Kunjungan ini sekaligus memperlihatkan bahwa penanganan karhutla tidak hanya menyangkut upaya pemadaman dan pengendalian titik api, tetapi juga menyentuh dampaknya terhadap kehidupan masyarakat, termasuk kesehatan dan keberlangsungan pendidikan anak-anak.
Sebagai informasi, kebijakan pembelajaran di Kota Palangka Raya sebelumnya disesuaikan dengan kondisi kualitas udara berdasarkan hasil pemantauan Badan Meteorologi, Klimatologi, dan Geofisika (BMKG). Dinas Pendidikan Kota Palangka Raya melalui Surat Edaran Nomor 400.3.5.1/3797/Disdik.Umpeg/VIII/2026 menetapkan pelaksanaan pembelajaran melalui Pembelajaran Jarak Jauh (PJJ) pada 28, 29, dan 31 Agustus 2026.

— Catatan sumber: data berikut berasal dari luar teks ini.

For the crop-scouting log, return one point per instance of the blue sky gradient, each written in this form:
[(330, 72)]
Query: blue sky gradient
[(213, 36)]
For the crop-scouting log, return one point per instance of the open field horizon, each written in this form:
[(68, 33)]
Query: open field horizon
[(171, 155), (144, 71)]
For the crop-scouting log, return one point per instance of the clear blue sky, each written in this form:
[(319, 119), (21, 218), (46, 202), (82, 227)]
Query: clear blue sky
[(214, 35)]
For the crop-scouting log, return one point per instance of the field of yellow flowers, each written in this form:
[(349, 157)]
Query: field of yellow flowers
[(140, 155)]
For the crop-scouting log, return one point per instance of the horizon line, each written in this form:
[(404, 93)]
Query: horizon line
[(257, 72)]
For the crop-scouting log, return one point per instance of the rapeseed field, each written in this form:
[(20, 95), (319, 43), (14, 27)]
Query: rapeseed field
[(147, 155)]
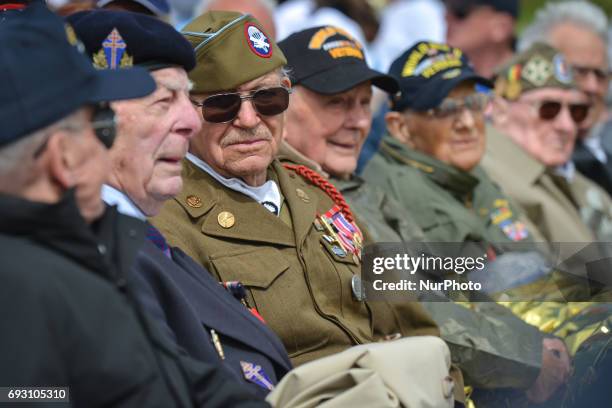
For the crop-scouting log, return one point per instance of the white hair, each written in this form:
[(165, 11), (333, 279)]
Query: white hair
[(582, 13), (17, 158), (269, 5)]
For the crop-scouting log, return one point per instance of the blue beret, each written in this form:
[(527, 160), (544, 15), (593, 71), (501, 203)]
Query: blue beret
[(46, 75), (117, 39)]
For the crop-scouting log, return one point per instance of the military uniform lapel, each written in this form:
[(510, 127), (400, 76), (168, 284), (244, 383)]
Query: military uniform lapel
[(230, 214), (295, 190), (242, 331)]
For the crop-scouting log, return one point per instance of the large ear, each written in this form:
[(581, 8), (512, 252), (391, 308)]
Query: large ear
[(60, 160), (397, 125)]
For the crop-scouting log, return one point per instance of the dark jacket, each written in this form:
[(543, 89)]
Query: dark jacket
[(188, 303), (68, 318)]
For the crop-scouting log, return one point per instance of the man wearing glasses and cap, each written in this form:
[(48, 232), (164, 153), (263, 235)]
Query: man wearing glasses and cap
[(248, 218), (484, 30), (535, 122), (69, 315), (436, 141), (202, 317)]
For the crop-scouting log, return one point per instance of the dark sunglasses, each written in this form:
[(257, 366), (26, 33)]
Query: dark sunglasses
[(450, 107), (549, 110), (222, 108), (103, 124)]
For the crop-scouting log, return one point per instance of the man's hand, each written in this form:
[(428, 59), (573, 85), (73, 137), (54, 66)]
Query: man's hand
[(555, 370)]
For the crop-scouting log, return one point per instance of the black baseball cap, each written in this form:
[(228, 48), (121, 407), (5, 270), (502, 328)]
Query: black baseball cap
[(46, 76), (427, 72), (120, 39), (464, 7), (328, 60)]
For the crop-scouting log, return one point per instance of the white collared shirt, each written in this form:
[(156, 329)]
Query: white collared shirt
[(593, 143), (125, 206), (566, 171), (268, 194)]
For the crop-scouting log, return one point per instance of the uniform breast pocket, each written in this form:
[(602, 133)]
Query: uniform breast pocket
[(278, 291)]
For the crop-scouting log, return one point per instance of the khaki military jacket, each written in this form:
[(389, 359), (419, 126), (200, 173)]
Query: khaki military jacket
[(294, 278), (450, 205), (477, 340), (384, 218), (563, 212)]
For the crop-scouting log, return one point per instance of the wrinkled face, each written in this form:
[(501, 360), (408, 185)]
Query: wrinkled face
[(551, 142), (457, 139), (245, 146), (330, 129), (153, 138), (587, 52)]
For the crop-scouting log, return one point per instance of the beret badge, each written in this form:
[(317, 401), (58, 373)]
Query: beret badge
[(113, 53)]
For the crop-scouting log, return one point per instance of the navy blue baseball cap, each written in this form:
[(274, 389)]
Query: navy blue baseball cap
[(46, 76), (328, 60), (427, 72), (159, 8), (119, 39)]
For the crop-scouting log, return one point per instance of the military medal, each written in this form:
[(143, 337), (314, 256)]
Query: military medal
[(217, 343), (255, 374), (348, 234)]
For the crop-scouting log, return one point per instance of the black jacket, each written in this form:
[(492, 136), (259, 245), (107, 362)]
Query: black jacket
[(188, 303), (68, 318)]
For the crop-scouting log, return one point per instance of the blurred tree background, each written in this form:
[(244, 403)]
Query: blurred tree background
[(529, 7)]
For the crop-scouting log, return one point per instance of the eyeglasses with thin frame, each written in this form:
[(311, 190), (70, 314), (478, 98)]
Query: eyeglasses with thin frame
[(451, 107), (103, 123), (223, 108), (548, 110)]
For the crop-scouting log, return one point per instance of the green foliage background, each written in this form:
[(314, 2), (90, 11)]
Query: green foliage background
[(529, 7)]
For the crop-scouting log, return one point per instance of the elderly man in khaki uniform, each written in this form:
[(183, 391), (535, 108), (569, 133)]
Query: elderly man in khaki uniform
[(535, 122), (328, 125), (249, 219)]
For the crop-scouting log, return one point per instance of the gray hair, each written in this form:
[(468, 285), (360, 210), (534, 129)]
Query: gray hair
[(582, 13), (17, 158)]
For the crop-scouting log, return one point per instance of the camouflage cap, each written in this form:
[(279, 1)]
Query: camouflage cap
[(231, 48), (540, 66)]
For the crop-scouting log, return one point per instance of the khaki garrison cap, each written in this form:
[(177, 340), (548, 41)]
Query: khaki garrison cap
[(540, 66), (231, 49)]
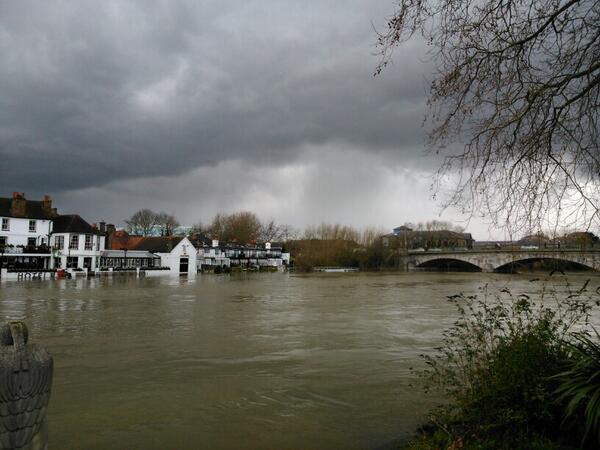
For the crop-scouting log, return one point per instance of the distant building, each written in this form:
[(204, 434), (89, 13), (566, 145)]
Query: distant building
[(25, 228), (175, 252), (76, 244), (407, 239), (212, 254)]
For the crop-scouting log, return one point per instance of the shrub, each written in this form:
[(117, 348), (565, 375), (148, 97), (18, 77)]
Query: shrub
[(580, 384), (495, 362)]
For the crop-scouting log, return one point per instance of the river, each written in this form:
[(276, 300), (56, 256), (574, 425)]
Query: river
[(250, 361)]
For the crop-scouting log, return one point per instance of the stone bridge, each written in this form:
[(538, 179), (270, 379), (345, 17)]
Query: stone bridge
[(496, 260)]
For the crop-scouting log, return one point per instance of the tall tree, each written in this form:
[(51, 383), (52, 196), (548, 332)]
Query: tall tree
[(514, 104), (167, 223), (142, 222)]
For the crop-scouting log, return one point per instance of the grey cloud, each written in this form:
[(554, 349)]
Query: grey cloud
[(99, 92)]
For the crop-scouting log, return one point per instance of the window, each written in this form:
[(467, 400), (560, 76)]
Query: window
[(72, 262), (59, 242)]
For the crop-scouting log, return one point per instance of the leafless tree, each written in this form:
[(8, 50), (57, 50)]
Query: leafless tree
[(142, 222), (514, 104), (167, 223)]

Kebijakan tersebut kemudian diperpanjang melalui Surat Edaran Nomor 100.3.4.4/3824/Disdik.Umpeg/VIII/2026, dengan pelaksanaan PJJ secara daring mulai 1 September 2026. Selanjutnya, melalui Surat Edaran Nomor 100.3.4.4/3900/Disdik.Umpeg/IX/2026, pelaksanaan PJJ kembali diperpanjang mulai 4 September 2026.
PJJ selanjutnya diperpanjang untuk periode 7–9 September 2026 melalui Surat Edaran Nomor 100.3.4.4/3903/Disdik.Umpeg/IX/2026, dengan mempertimbangkan perkembangan kualitas udara di Kota Palangka Raya.

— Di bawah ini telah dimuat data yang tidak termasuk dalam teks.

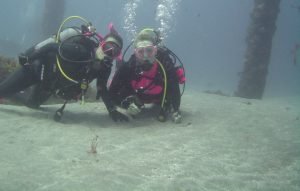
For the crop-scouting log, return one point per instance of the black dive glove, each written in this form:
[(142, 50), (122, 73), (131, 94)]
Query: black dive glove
[(23, 59), (117, 116)]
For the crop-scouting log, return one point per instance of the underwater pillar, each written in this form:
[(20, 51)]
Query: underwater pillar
[(259, 45), (53, 15)]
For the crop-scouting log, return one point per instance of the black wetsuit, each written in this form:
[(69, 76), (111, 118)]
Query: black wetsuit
[(121, 87), (42, 73)]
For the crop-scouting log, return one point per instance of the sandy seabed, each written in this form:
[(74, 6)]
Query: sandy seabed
[(223, 143)]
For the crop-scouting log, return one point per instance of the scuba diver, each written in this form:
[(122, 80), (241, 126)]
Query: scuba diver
[(150, 76), (64, 65)]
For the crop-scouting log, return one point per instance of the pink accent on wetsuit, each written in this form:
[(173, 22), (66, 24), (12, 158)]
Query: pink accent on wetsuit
[(145, 80)]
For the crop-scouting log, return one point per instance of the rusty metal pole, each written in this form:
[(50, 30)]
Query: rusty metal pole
[(259, 46)]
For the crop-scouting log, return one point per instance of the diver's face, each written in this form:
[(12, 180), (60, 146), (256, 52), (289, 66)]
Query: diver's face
[(146, 53)]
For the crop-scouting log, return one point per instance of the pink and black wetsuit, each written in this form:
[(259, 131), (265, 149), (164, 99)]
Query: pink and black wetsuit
[(147, 85)]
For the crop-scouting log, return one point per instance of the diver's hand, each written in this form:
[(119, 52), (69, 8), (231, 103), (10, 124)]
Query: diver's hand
[(133, 109), (176, 117), (117, 116)]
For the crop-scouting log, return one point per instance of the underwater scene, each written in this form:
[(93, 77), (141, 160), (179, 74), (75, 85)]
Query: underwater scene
[(169, 95)]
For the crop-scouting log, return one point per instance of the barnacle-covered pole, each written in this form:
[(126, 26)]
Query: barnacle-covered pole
[(259, 42)]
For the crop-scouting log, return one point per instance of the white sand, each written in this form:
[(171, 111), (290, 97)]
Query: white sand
[(224, 143)]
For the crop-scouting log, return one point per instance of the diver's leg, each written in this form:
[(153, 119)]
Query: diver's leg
[(19, 80)]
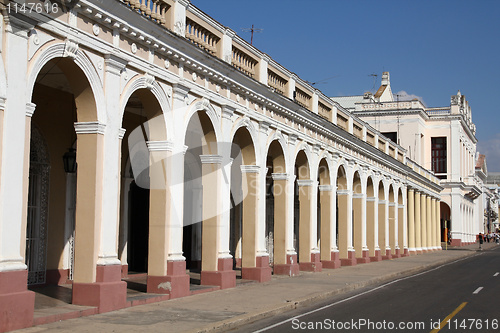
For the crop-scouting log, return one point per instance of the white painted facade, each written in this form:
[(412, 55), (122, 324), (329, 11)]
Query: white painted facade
[(163, 95), (414, 127)]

Setelah dilakukan evaluasi terhadap pelaksanaan PJJ serta pemantauan kondisi kualitas udara, Dinas Pendidikan Kota Palangka Raya melalui Surat Edaran Nomor 100.3.4.4/3952/Disdik.Umpeg/IX/2026 menetapkan pelaksanaan Pembelajaran Tatap Muka (PTM) secara terbatas bagi satuan pendidikan jenjang PAUD, SD, dan SMP, baik negeri maupun swasta, mulai Kamis, 10 September 2026.
Kebijakan PTM terbatas tersebut merupakan tindak lanjut hasil evaluasi pelaksanaan PJJ pada 7–9 September 2026 dan perkembangan kualitas udara di Kota Palangka Raya. Berdasarkan hasil pemantauan, nilai Indeks Standar Pencemar Udara (ISPU) berada di bawah angka 200 dan masih dalam kategori “Tidak Sehat”.
Pelaksanaan PTM terbatas tetap mengutamakan kesehatan dan keselamatan peserta didik, pendidik, serta tenaga kependidikan, dengan mempertimbangkan kondisi kualitas udara dan perkembangan situasi di lapangan.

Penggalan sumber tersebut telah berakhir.